If the dog were outside, left on his own to the elements again, he would hear her. Smell her. Know she’d come back for him. If he were there, she would take him with her, and he’d protect her and keep her sober. But there was no bark this time, no whimper from a Border collie left alone. At least for tonight, the Sackses had brought him inside.
Serena got back in the Mustang in despair. Before she could drive off, she glanced up at Dale’s brightly lit office window on the second floor. There, front paws against the glass, was Elton. Somehow he sensed her presence. The dog tilted its head, its snout pointed upward, and Serena opened the car window and heard a muffled, mournful howl.
Elton was calling to her. Missing her. It broke her heart. He needed her, and she needed him.
Dale Sacks came to the window. He yanked on the dog’s collar to shut him up and take him away. The man looked down at the street but didn’t see her car parked below the retaining wall. After a while, he turned around and disappeared, and a few seconds later, the lights in the office went out.
Serena turned on the engine and finally did what she’d known she would do all along.
She drove to the bar on Grand Avenue.
22
“This is a hell of a lot better than calculus,” Zach Larsen told Cat as he passed her the joint.
She took a shallow hit and followed it with a deep breath of sweet, cool air. She thought about old men doing math, and something about that image made her giggle. “I don’t know. I’m pretty sure Leibniz and Newton must have been stoned when they came up with differential equations.”
“No kidding,” Zach said. “You’d have to be.”

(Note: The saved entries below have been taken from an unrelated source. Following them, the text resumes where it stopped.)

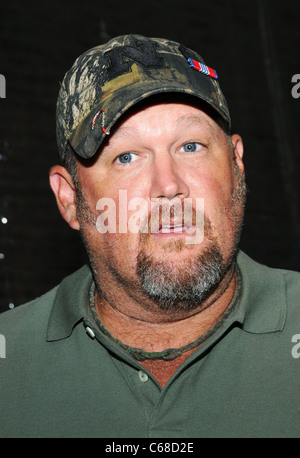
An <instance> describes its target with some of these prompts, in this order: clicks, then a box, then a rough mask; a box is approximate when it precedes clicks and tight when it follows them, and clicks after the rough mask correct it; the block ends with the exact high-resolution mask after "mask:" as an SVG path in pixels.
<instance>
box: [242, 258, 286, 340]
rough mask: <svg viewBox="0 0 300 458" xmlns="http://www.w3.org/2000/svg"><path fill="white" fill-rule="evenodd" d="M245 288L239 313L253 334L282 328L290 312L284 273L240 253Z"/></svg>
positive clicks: (265, 331) (243, 293)
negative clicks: (283, 273)
mask: <svg viewBox="0 0 300 458" xmlns="http://www.w3.org/2000/svg"><path fill="white" fill-rule="evenodd" d="M237 264H238V267H239V269H240V273H241V277H242V288H241V297H240V301H239V305H238V307H237V313H238V314H239V315H240V318H241V320H240V321H241V322H242V328H243V330H244V331H246V332H250V333H257V334H261V333H268V332H275V331H281V330H282V329H283V327H284V323H285V320H286V313H287V304H286V285H285V277H284V275H283V272H282V271H281V270H279V269H271V268H269V267H266V266H264V265H262V264H259V263H257V262H255V261H253V259H251V258H250V257H249V256H247V255H246V254H245V253H243V252H242V251H239V253H238V256H237Z"/></svg>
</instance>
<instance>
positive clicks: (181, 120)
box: [113, 114, 211, 138]
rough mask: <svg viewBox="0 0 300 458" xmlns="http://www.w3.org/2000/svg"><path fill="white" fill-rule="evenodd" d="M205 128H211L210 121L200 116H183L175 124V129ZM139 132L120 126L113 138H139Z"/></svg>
mask: <svg viewBox="0 0 300 458" xmlns="http://www.w3.org/2000/svg"><path fill="white" fill-rule="evenodd" d="M203 124H204V126H205V128H209V127H211V124H210V122H209V120H207V119H202V118H201V117H200V116H197V115H194V114H192V115H181V116H179V118H177V120H176V122H175V127H176V128H180V127H181V128H182V127H183V128H187V127H189V126H193V125H198V126H200V125H201V126H203ZM137 135H138V131H137V130H136V129H135V128H134V127H125V126H120V127H119V128H118V129H116V131H115V132H114V135H113V137H114V138H128V137H132V136H137Z"/></svg>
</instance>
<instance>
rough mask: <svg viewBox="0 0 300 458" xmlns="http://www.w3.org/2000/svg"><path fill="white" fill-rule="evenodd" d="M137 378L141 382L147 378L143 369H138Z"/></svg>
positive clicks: (146, 378)
mask: <svg viewBox="0 0 300 458" xmlns="http://www.w3.org/2000/svg"><path fill="white" fill-rule="evenodd" d="M139 378H140V381H141V382H143V383H145V382H147V380H148V379H149V377H148V375H147V374H146V373H145V372H143V371H139Z"/></svg>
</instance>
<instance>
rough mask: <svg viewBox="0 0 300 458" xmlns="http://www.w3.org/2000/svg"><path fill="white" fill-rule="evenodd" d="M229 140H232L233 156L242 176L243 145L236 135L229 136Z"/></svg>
mask: <svg viewBox="0 0 300 458" xmlns="http://www.w3.org/2000/svg"><path fill="white" fill-rule="evenodd" d="M231 140H232V144H233V148H234V154H235V159H236V162H237V165H238V167H239V169H240V172H241V174H242V175H244V173H245V166H244V162H243V155H244V145H243V140H242V137H241V136H240V135H238V134H234V135H232V136H231Z"/></svg>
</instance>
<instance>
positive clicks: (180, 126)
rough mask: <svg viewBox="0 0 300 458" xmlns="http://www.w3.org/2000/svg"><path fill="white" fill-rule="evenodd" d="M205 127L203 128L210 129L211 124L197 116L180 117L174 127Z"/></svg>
mask: <svg viewBox="0 0 300 458" xmlns="http://www.w3.org/2000/svg"><path fill="white" fill-rule="evenodd" d="M195 124H196V125H201V126H203V125H205V127H211V123H210V122H209V120H208V119H203V118H201V117H200V116H198V115H182V116H179V118H178V119H177V121H176V127H189V126H192V125H195Z"/></svg>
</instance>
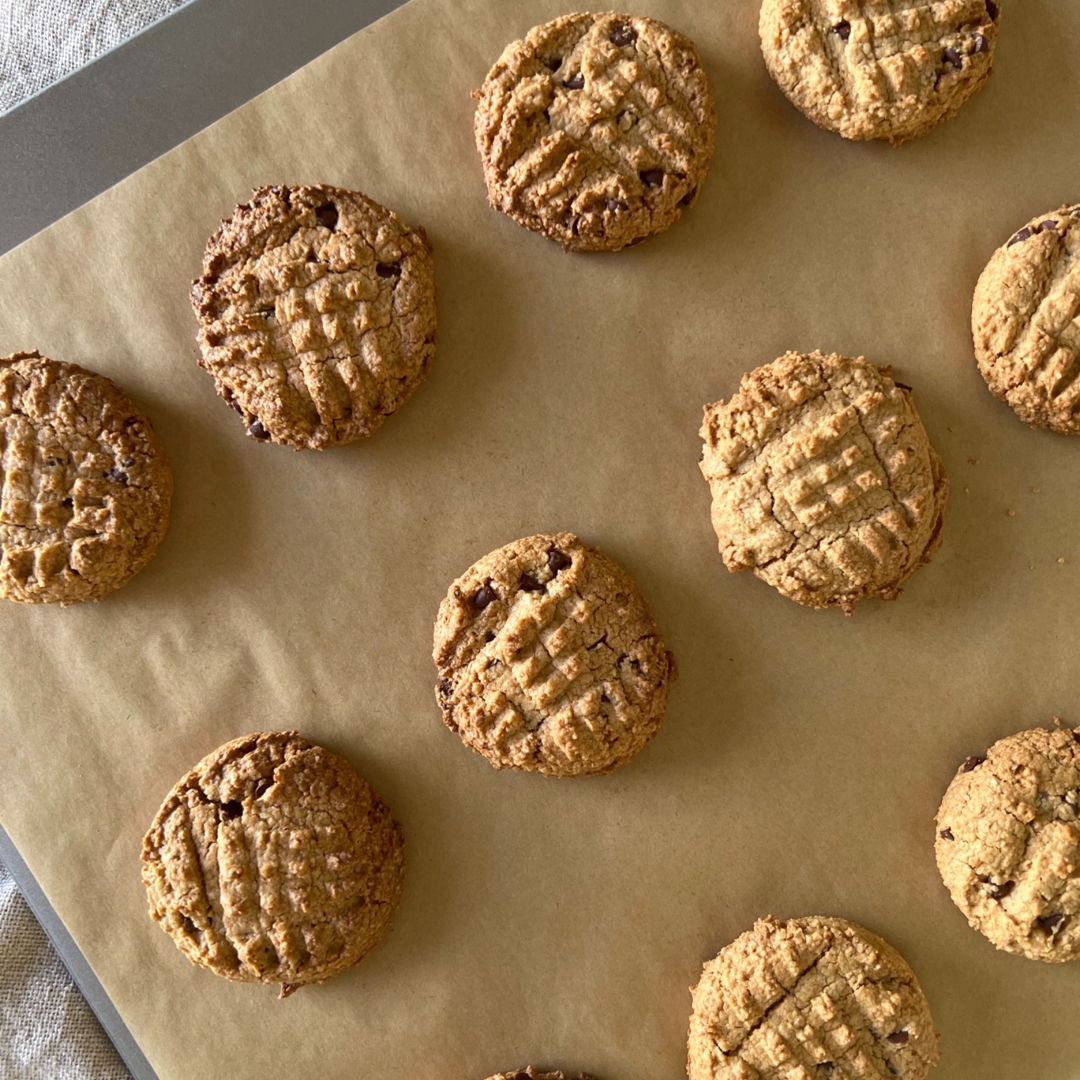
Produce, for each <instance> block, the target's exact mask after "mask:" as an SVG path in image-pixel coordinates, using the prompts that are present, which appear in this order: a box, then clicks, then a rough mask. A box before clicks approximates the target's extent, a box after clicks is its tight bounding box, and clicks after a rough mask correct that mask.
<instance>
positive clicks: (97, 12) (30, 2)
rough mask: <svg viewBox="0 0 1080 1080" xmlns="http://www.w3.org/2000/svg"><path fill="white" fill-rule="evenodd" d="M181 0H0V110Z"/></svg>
mask: <svg viewBox="0 0 1080 1080" xmlns="http://www.w3.org/2000/svg"><path fill="white" fill-rule="evenodd" d="M185 2H186V0H0V112H5V111H6V110H8V109H11V108H14V107H15V106H16V105H18V103H19V102H22V100H24V99H25V98H27V97H29V96H30V95H31V94H35V93H37V92H38V91H39V90H43V89H44V87H45V86H48V85H50V84H51V83H54V82H56V80H57V79H63V78H64V76H66V75H68V73H70V72H71V71H75V69H76V68H79V67H82V65H83V64H86V63H89V62H90V60H92V59H93V58H94V57H95V56H99V55H100V54H102V53H104V52H106V51H107V50H109V49H111V48H112V46H113V45H118V44H120V42H121V41H123V40H124V39H125V38H130V37H131V36H132V35H133V33H137V32H138V31H139V30H141V29H143V27H145V26H147V25H149V24H150V23H152V22H154V21H156V19H159V18H161V17H162V15H167V14H168V13H170V12H171V11H173V10H174V9H176V8H179V6H180V5H181V4H183V3H185Z"/></svg>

Cat didn’t feel stoned herself, just pleasantly mellow, as if the moon and stars were brighter and closer than they usually were. It was past midnight. The two of them lay on their backs on a blanket spread across the green grass of midfield in the UMD football stadium. Zach had a student maintenance job there, so he had the keys to get them in. Empty bleachers looked down on them from both sides of the field.
“It’s a pretty night,” Cat murmured.
“Yeah. Look at all the stars. See that really bright one there? I wonder what that one is.”
“It’s a planet,” Cat replied. “That’s Jupiter.”
“Is it? You know that?”
“Yup.”
“You know about stars?”
“Some.”
She’d taken an astronomy course during her senior year in high school, and Stride had bought her a telescope. They’d spent hours on the beach behind the cottage mapping the sky. Most of what Cat read or saw, she typically remembered. She extended one arm and pointed out half a dozen constellations.
Zach shook his head in awe. “Wow. Calculus. Astronomy. Is there anything you can’t do?”
Cat smiled. He was flattering her, but she didn’t mind. His right hand grazed against her left hand, and she wondered when he would make his move. He’d looked embarrassed suggesting they go to the stadium instead of studying math, and the location, the stars, the blanket, the joint, all had make-out session written all over them. She knew that he had a little crush on her, but she wasn’t interested. Maybe some kissing if the joint put her in the mood, but nothing more than that. They were both freshmen, but Zach was two years younger than she was, and Cat liked men, not boys.